Mas Fahri langsung menggebrak meja, membuat kami semua terkejut. Terutama Ibu. Ibu yang sedari tadi memegangi dadanya seketika terjatuh ke lantai.
Semua orang panik melihat kondisi Ibu. Mas Fahri langsung mengangkat tubuh Ibu, membaringkannya di sofa.
Bella berlari ke dapur, kemudian kembali dengan segelas air putih di tangannya. Aku sibuk menepuk-nepuk pipi Ibu, sedangkan wanita itu hanya diam saja. Ia malah duduk santai di sofa sambil memainkan ponselnya. Benar-benar tidak punya rasa simpati.
Wanita seperti itu yang akan menjadi ibu dari anak-anaknya Mas Fahri? Wanita seperti itu yang akan jadi menantu dan merawat ibu mertua? Melihat sakit Ibu kambuh saja dia tidak peduli. Aku benar-benar tidak habis pikir. Bisa-bisanya Mas Fahri jatuh cinta dengan wanita yang tidak punya akhlak sepertinya.

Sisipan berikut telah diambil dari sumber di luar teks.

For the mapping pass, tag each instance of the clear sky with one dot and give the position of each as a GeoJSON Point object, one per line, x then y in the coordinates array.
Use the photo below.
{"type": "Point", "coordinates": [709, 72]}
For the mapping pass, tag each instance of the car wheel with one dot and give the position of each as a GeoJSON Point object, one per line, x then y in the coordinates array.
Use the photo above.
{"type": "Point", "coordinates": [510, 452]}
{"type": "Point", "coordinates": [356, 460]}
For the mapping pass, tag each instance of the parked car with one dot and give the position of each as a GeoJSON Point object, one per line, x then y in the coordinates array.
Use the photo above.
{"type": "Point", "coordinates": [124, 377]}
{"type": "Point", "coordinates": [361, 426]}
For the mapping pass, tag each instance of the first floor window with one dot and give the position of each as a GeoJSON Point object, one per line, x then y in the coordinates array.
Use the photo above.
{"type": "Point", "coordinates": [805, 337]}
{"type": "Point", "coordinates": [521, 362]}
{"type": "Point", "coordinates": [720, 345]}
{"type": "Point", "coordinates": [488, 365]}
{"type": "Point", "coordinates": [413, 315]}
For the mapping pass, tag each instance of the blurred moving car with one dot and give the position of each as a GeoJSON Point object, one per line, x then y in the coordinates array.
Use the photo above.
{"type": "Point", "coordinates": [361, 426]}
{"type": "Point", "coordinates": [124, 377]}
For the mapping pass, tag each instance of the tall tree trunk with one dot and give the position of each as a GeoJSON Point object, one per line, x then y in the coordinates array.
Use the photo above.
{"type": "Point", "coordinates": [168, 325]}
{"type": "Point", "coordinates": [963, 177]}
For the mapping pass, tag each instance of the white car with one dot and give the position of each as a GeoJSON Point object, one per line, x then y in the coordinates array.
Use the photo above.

"Zahra, sebaiknya Tante dibawa saja ke rumah sakit. Aku takut terjadi sesuatu yang buruk dengan Tante."
Ya, aku setuju dengan Bella. Ibu memang sebaiknya mendapatkan penanganan medis.
"Alah, cuma pingsan doang, masa harus dibawa ke rumah sakit?" sahut Maria. "Kasih kayu putih aja, ntar juga siuman," ucapnya lagi.
"Kamu tuh, ya. Benar-benar enggak peduli pada ibu mertua sendiri. Enggak punya hati. Apa perlu aku mencabik-cabik jantungmu itu biar kamu tahu gimana rasanya sakit jantung? Tante pingsan gara-gara kamu. Kamu sudah membawa api ke rumah ini. Dasar pelakor enggak ada akhlak."
"Bella, sudah. Sebaiknya kita bawa Ibu ke rumah sakit. Enggak ada gunanya meladeni orang yang sudah tidak waras seperti dia. Ayo bantu aku."
Mas Fahri langsung mengangkat tubuh Ibu sebelum aku dan Bella melakukannya.
"Mas, kamu enggak ikut ke rumah sakit. Biar mereka saja! Kamu temenin aku di rumah. Aku butuh kamu malam ini. Aku udah beli lingerie baru, loh!"
Astaghfirullah! Dalam keadaan seperti ini, masih sempat-sempatnya wanita itu berpikiran ke arah situ. Nauzubillahi.